Raymond James wants help from issuers of auction rate securities. And if it doesn’t get it, the firm may sue.
Raymond James wants help from issuers of auction rate securities. And if it doesn’t get it, the firm may sue.
Clients of Raymond James Financial Inc. of St. Petersburg, Fla., hold about $900 million worth of auction rate securities. The market for those investments seized up last year as the credit crisis deepened.
Raymond James chief executive Thomas James said some issuers were cooperating with Raymond James in helping its clients refinance those investments, but others weren’t.
“These [issuing firms] are going to refinance; otherwise, as I’ve told them, ‘We’re going to sue you guys,’” Mr.
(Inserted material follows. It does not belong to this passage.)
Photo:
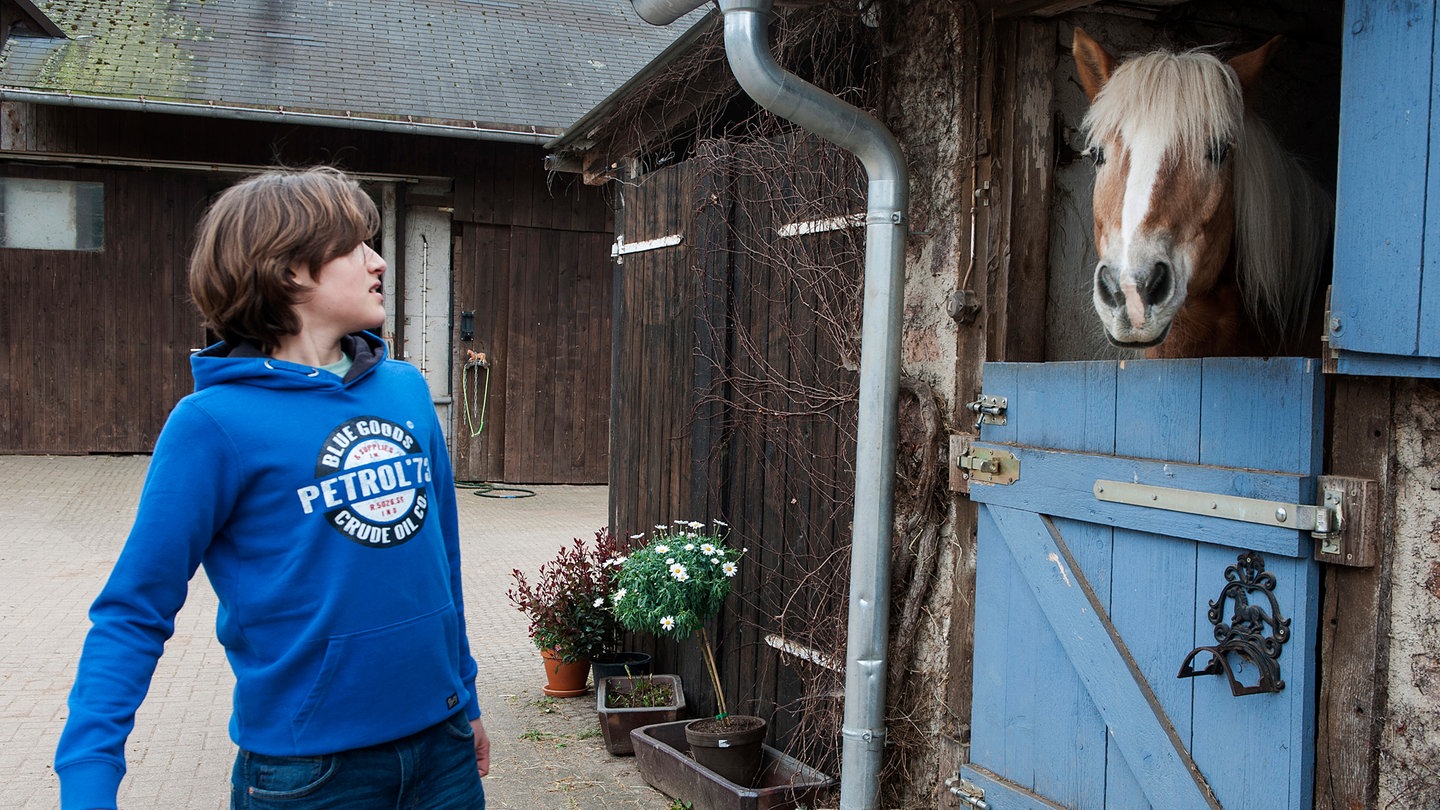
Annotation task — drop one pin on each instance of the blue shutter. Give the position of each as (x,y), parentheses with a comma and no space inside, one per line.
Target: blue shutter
(1386,294)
James said last week in an interview in Las Vegas, where he was attending the national sales conference for Raymond James Financial Services Inc., its independent-contractor broker-dealer. “‘You don’t understand. We distributed for you guys, and you haven’t lived up to your obligations.’”
Some fund companies, however, like Pacific Investment Management Co. of Newport Beach, Calif., don’t “feel the obligation to go pay them back.”
Mr. James added that he told Pimco: “‘You said these things were going to be liquid. There was going to be a market. You’re not doing anything about that. You just can’t do that.’”
Other companies have been more helpful, Mr. James said.
“Our municipal bankers have been working with Nuveen [Investments LLC] in Chicago. Nuveen is fine,” he said. “Nuveen recognizes that this is their distribution base.”
Raymond James clients have $560 million of auction rate securities issued by Nuveen, and $180 million from Pimco, Mr. James said.
Raymond James has more than 5,000 brokers in its various platforms and reported $170 billion in client assets at the end of December.
Mark Porterfield, a Pimco spokesman, did not immediately return a call to comment.